The Bolts' all-time team might boast the best two-TE set of any NFL franchise, with Gates and Winslow. I want to put a combination of Melvin Ingram and Joey Bosa at No. 11 so badly, but I'll close with Weddle, a two-time All-Pro sleeper at safety.

Oakland Raiders

1) Jim Otto, C (1960-1974)
2) Gene Upshaw, OG (1967-1981)
3) Howie Long, DE (1981-1993)
4) Art Shell, OT (1968-1982)
5) Ken Stabler, QB (1968-1979)
6) Fred Biletnikoff, WR (1965-1978)
7) Marcus Allen, RB (1982-1992)
8) Tim Brown, WR (1988-2003)
9) Willie Brown, CB (1967-1978)
10) Cliff Branch, WR (1972-1985)
11) Ted Hendricks, LB (1975-1983)
Coach: John Madden (1969-1978)

Hall of Famers, Hall of Famers everywhere. Ten of the 11 Oakland-Los Angeles-Oakland Raiders listed above are enshrined in Canton, with Branch being the lone exception.

John Madden's Raiders of the '70s don't become perennial contenders (and eventually, Super Bowl champs) without their offensive line, which is why Otto, Upshaw and Shell are in the top four. These silver-and-bulk hulk-humans made up the All-Canton left side of Oakland's offensive line for five seasons from 1970-74, during which the Raiders won four AFC West division titles and made it to three AFC Championship games. Stabler, the personification of John Facenda's voice laid over grainy NFL Films footage, was the QB for two of those teams after taking over for Daryle Lamonica, who just missed out here. As the quarterback for Oakland's first Super Bowl victory and a statistically superior star, Stabler should be better regarded than Jim Plunkett, despite the latter's two titles with the Raiders.

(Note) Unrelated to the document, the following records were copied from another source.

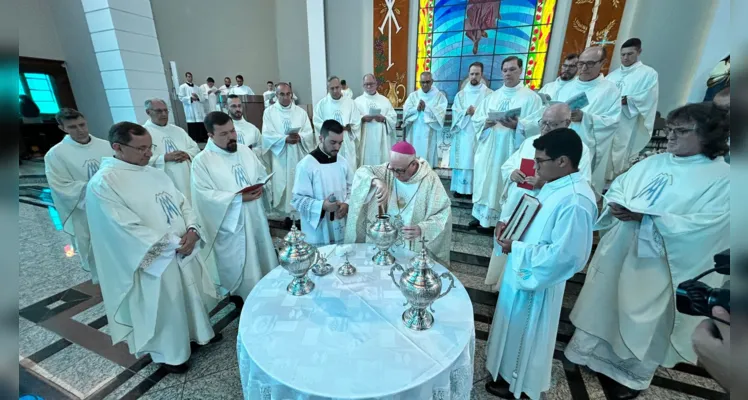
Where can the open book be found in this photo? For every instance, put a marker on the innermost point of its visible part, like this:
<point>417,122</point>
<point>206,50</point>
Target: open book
<point>257,185</point>
<point>521,218</point>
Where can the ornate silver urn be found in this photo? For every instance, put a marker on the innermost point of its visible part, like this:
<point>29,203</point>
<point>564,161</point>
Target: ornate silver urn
<point>384,235</point>
<point>421,286</point>
<point>296,257</point>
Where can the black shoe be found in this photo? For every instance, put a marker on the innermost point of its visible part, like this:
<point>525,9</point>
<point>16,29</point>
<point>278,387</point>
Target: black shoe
<point>176,369</point>
<point>501,388</point>
<point>617,391</point>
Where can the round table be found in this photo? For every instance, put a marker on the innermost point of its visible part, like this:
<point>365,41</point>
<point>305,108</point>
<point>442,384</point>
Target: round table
<point>346,339</point>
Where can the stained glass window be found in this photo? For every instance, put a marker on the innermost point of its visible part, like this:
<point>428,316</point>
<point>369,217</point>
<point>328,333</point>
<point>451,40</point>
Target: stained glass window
<point>452,34</point>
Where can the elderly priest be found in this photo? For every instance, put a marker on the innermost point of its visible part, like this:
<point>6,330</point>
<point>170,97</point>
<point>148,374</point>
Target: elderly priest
<point>236,228</point>
<point>413,195</point>
<point>156,291</point>
<point>173,149</point>
<point>68,166</point>
<point>555,246</point>
<point>664,220</point>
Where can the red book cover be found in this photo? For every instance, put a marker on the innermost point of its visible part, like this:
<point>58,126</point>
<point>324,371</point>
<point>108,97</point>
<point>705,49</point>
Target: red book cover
<point>527,166</point>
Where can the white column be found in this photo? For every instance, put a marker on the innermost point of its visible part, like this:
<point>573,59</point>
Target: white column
<point>129,58</point>
<point>315,10</point>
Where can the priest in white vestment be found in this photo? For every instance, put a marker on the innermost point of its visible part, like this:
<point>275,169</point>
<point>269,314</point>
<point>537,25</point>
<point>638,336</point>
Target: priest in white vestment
<point>413,196</point>
<point>322,188</point>
<point>639,87</point>
<point>496,140</point>
<point>556,116</point>
<point>596,123</point>
<point>342,109</point>
<point>664,219</point>
<point>69,165</point>
<point>555,246</point>
<point>423,119</point>
<point>237,234</point>
<point>241,89</point>
<point>192,99</point>
<point>377,130</point>
<point>173,148</point>
<point>210,95</point>
<point>157,292</point>
<point>462,151</point>
<point>284,147</point>
<point>568,73</point>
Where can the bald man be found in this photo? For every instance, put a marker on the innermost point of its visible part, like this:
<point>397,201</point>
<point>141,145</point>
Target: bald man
<point>411,194</point>
<point>556,116</point>
<point>597,122</point>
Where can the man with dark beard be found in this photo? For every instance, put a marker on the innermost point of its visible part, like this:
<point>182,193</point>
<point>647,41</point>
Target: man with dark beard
<point>238,238</point>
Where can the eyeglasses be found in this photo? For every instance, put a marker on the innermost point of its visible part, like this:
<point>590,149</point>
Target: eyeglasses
<point>399,171</point>
<point>141,150</point>
<point>588,64</point>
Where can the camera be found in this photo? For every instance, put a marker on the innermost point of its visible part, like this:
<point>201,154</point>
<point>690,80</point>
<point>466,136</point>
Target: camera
<point>697,298</point>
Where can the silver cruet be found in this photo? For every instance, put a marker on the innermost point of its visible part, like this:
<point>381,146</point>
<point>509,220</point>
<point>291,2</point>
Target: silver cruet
<point>421,286</point>
<point>296,257</point>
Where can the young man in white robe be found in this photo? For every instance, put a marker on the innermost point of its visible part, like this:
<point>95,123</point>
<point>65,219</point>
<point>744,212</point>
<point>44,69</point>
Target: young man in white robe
<point>322,188</point>
<point>664,219</point>
<point>156,290</point>
<point>555,246</point>
<point>237,234</point>
<point>556,116</point>
<point>568,73</point>
<point>192,100</point>
<point>496,140</point>
<point>462,151</point>
<point>69,165</point>
<point>173,148</point>
<point>241,89</point>
<point>639,87</point>
<point>412,194</point>
<point>285,148</point>
<point>342,109</point>
<point>423,119</point>
<point>377,131</point>
<point>596,123</point>
<point>210,95</point>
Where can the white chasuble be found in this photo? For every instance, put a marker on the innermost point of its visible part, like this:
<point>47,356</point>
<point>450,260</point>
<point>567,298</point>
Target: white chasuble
<point>462,151</point>
<point>167,139</point>
<point>277,122</point>
<point>625,316</point>
<point>556,245</point>
<point>237,235</point>
<point>69,166</point>
<point>599,123</point>
<point>344,111</point>
<point>493,146</point>
<point>512,195</point>
<point>194,110</point>
<point>155,299</point>
<point>640,84</point>
<point>210,98</point>
<point>424,128</point>
<point>420,201</point>
<point>552,88</point>
<point>317,178</point>
<point>377,138</point>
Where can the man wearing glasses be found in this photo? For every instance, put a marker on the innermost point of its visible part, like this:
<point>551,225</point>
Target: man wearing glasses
<point>598,121</point>
<point>556,116</point>
<point>156,290</point>
<point>423,118</point>
<point>173,149</point>
<point>568,72</point>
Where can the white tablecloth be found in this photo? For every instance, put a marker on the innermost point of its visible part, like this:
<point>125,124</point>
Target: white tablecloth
<point>346,339</point>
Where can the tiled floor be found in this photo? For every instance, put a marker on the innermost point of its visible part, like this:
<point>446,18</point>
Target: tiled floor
<point>65,351</point>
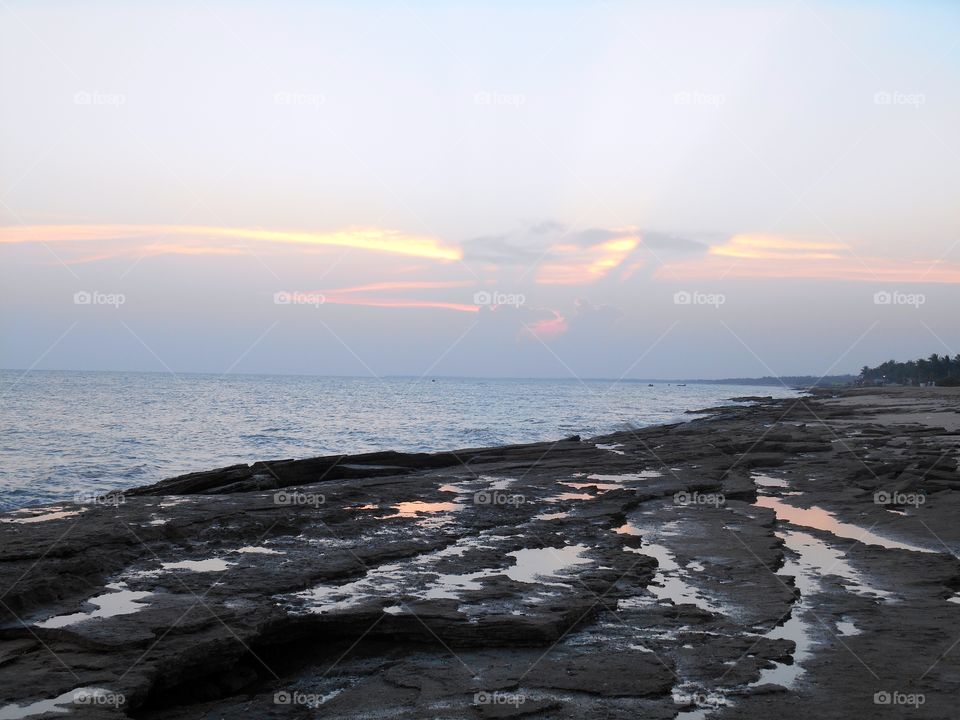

From those early days, Biletnikoff and Willie Brown also earned their spot here. Allen falls a bit, partially because of the talent ahead of him, but mostly due to the tailback's steep statistical fall-off after his 1985 MVP season; it also doesn't help that he made the Pro Bowl and postseason with the hated Chiefs in his second act. Oh, and no Bo.